Kolache Shoppe—not to be confused with The Original Kolache Shoppe—has four locations around town. It feels like each shop sells hundreds of different kolaches with so many buoyant little balls of baked dough packed into the pastry counter. Apart from stellar seasonal specials, like biscoff latte or s’mores with a giant torched marshmallow, the quintessential sausage and cheese bread-to-filling ratio is too high, so it eats more like a roll than a kolache. But if you want variety, Kolache Shoppe has any kind you can conceive.

Mr. Donut in the East End does one thing differently than any other shop on this list. They make a large sausage-and-cheese kolache wrapped in a buttery, flaky biscuit dough. While that’s novel, it’s only recommendable to someone who wants to eat an entire stick of butter. The dough itself has so much butter that it falls flat around the sausage, and the whole thing tastes overly rich. But in between bites of still-warm glazed donuts, it tastes pretty good—the same way anything made with sugar and butter does. But for a solid savory snack, stick to the normal-sized sausage and cheese.

River Oaks Donut has a few kolache options, and most of them are, simply, just OK. The kolaches are on the smaller end and the meat inside is overpowered by dough that’s a bit too thick. While we wish the dough wasn’t the main character, the butter coating makes it enjoyable.
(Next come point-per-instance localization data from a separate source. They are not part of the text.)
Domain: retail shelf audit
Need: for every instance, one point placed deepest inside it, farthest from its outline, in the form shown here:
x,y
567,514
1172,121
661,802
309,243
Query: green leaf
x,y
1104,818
But if you order the BBQ brisket kolache, the tender pieces of meat coat the dough in a tangy sauce, making it a reliable choice.

As evidenced above, The Heights has a lot of kolache options vying for attention, and Bakery Donuts falls on the low end. Even though kolaches here are still tasty, the dough feels dense and tastes like a warmed-up dinner roll. Bakery Donuts works great as a regular donut shop, a place to grab a few dozen early mornings without waiting in line. It’s solid and useful, but not our first choice.